Being a purist, and not wanting to corrupt the moment, Henry probably just threw down his espresso and had the taxi return him to Air Force 1.

Bill

Wednesday, May 13, 2009

Mystery Photo de-mystified and more...

Complimenti to Alexander Booth, of Rome, who identified the mystery photo (here) as the Fascist-era post office on via Marmorata in Testaccio. It didn't hurt that Alexander is a volunteer at the Protestant (Non-Catholic) Cemetery virtually across the street. Several other later guessers (btw, not all Fascist era buildings look alike, tifosi) mentioned other favorite Fascist-era post offices, including the one on via Taranto in the San Giovanni area (where Bill was "picked up" for taking a photo - hence the admonition in Rome the Second Time on not taking photos in post offices) and the gorgeous one in Rome's seaside town (once port) of Ostia.





The last two guessers were so quick on the draw we're still contemplating the next Mystery Photo.... so stay tuned.


The "more":



For those of you hanging on the edge of your seats, we made our choice in coffee bars. We now patronize 2: the "market bar" in our first post on coffee bars (the "g" in "gastronomia" is missing from its outdoor sign - so it says "astronomia" or not gastronomy but astronomy, and it features an apertif "apertivo panty" - a white martini with bitters, the barista told me... sorry, folks, I just couldn't bring myself to try it. And the barristas there chat us up and are cute (say I). The second bar (we have to walk around the block the long way and make sure we don't go in front of "market bar" - we hadn't even known about it when we were first trying out coffee bars) is Cafe' Desideri on via Ozanam, that Bill mentioned in yesterday's post. Desideri seems to run the block... On the same street are a well-regarded pasticceria and take-out too - so their morning pastries are the best ("ottimi"). Both places allow us to sit down inside and out, without paying extra... and their coffees are very good - i.e., it's all delightful.

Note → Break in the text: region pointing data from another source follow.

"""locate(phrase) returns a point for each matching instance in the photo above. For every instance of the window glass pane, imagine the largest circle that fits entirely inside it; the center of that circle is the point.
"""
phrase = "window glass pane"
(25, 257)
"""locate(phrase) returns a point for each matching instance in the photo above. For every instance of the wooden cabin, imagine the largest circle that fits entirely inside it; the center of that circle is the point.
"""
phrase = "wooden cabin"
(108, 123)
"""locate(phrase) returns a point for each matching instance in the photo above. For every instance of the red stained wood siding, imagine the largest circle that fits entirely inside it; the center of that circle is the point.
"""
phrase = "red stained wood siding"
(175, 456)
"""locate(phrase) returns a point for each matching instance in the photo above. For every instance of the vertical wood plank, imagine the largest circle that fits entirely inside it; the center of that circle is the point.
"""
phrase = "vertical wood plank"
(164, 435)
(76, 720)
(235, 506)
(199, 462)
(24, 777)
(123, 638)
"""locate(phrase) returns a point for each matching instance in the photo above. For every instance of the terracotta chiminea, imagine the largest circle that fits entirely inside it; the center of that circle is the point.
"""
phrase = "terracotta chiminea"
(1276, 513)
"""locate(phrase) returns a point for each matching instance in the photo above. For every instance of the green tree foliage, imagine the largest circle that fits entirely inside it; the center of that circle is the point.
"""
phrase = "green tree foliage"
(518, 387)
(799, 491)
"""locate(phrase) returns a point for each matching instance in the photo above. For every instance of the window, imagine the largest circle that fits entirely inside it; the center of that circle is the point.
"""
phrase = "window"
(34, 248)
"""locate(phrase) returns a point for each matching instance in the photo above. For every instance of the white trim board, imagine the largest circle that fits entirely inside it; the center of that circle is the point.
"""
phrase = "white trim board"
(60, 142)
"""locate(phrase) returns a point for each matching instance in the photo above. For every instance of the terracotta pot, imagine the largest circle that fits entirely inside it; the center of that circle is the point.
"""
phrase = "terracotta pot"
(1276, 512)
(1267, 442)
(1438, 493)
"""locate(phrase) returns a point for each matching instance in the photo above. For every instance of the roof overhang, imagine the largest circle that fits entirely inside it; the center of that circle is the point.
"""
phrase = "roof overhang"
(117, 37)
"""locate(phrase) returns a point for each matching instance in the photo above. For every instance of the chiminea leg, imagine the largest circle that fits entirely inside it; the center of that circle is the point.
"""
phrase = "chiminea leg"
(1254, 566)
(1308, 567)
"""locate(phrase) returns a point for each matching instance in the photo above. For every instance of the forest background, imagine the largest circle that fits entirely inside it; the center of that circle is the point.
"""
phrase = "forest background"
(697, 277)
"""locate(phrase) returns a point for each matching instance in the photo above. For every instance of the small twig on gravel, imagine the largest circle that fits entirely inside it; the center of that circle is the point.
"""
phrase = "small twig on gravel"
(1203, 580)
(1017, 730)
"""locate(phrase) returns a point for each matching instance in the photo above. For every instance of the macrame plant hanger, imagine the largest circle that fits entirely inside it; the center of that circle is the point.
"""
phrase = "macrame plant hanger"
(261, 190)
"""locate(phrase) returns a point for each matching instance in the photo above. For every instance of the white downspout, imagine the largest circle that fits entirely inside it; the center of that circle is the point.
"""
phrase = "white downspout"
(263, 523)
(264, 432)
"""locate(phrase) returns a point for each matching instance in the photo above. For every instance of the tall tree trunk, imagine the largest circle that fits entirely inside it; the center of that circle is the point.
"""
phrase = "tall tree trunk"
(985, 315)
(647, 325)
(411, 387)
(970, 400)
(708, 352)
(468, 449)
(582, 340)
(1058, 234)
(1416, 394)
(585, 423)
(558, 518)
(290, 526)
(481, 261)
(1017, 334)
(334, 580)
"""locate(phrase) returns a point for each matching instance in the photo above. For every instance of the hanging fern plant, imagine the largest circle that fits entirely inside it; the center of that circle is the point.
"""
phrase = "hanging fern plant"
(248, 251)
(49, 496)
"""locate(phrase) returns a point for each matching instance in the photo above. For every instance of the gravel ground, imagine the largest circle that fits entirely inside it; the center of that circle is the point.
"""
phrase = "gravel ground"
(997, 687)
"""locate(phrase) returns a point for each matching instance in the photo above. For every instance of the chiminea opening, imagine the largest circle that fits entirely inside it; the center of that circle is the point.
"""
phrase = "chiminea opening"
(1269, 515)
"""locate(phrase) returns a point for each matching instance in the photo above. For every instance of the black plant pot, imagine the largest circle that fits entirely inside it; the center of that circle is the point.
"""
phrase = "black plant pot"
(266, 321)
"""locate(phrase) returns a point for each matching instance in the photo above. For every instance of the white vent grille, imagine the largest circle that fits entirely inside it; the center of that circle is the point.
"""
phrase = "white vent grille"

And small sins - we finished off 2 after-Easter colombo (the dove-shaped sweet cakes) and one after-Easter enormous chocolate egg (for those of you never in Rome for Easter, those big colored things hanging from the ceiling are chocolate eggs in fancy paper). If anyone knows of any colombo still for sale in the Eternal City, let us know... we can't resist the half-priced stuff.